After buying tickets for the concert a while ago, I listened to several recordings of Jack DeJohnette playing the drums in various jazz ensembles. A couple of the songs I listened to sounded familiar in the sense that a plebeian listener like me might distinguish jazz, but I noticed that more of the recordings sounded like abstract jumbles of noise to me. I wasn’t familiar with this type of jazz, so was looking forward to the concert.
The musicians included a drummer (the featured Jack DeJohnette), a cellist/bassist, a pianist, and two saxophonists (one of them also played the flute). Although their set consisted almost entirely of the abstract jazz I mentioned earlier, there were times during some of the pieces where I felt the music was the jazz most people would be familiar with. However, this realization happened for me scarcely as I was almost constantly in a state of musical confusion.
Speaking for myself, I found it difficult to enjoy the music, but that is not to say that I didn’t enjoy the concert.

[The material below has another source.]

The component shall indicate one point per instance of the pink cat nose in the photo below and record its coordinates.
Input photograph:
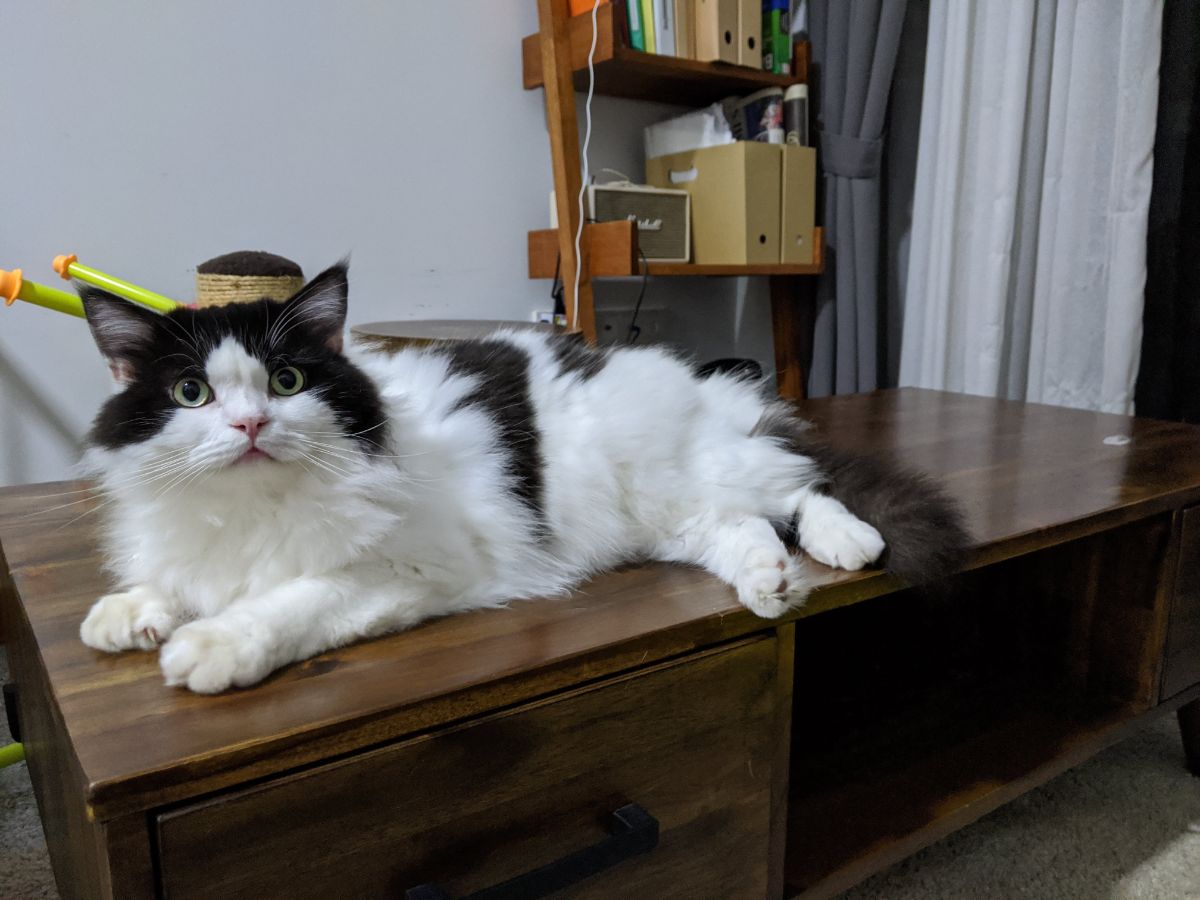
(250, 426)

I couldn’t enjoy the music in the sense that I wouldn’t be able to enjoy a poem written in another language; I just didn’t understand it.
couldn’t an abstract jazz musician argue that the way the sounds and rhythms of a poems words fit together is as important as what the words actually mean. perhaps even though we don’t know the words themselves we can still appreciate how they fit together. i’d be interested to hear this type of music.